As shown in Figure 1, the IP standard model includes a control module, a printing module, an algorithm model, an excitation generator, and a first bus driver. The control module is bidirectionally connected with the algorithm model and the first bus driver, and is unidirectionally connected with the printing module, the excitation generator and the UVM verification platform. The printing module is connected with the algorithm model, and the excitation generator is respectively connected with the algorithm model and the first bus driver. The first bus driver is bidirectionally connected to the FPGA verification platform.
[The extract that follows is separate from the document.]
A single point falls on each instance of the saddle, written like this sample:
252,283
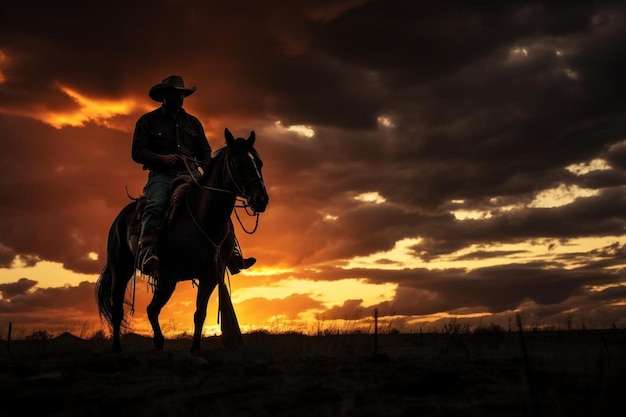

The control module controls the stimulus generator to generate the stimulus signal, the control algorithm model controls the first bus driver to send the stimulus signal to the FPGA verification platform according to the generation algorithm of the chip to be tested, and controls the printing module to set the wrong printing point in the algorithm model, that is, the printing breakpoint . The IP standard model sets printing breakpoints in the algorithm model through the printing module to quickly locate problems. The excitation generator sends the excitation signal directly to the algorithm model for simulation, and sends the simulation result to the control module. At the same time, the excitation generator sends the excitation signal to the FPGA verification platform for simulation through the first bus driver, and sends the simulation result to the control module through the first bus driver. The control module compares the simulation results output by the FPGA verification platform with the simulation results output by the algorithm model, and sends the comparison result, that is, the FPGA verification result, to the UVM verification platform as the on-site environment configuration.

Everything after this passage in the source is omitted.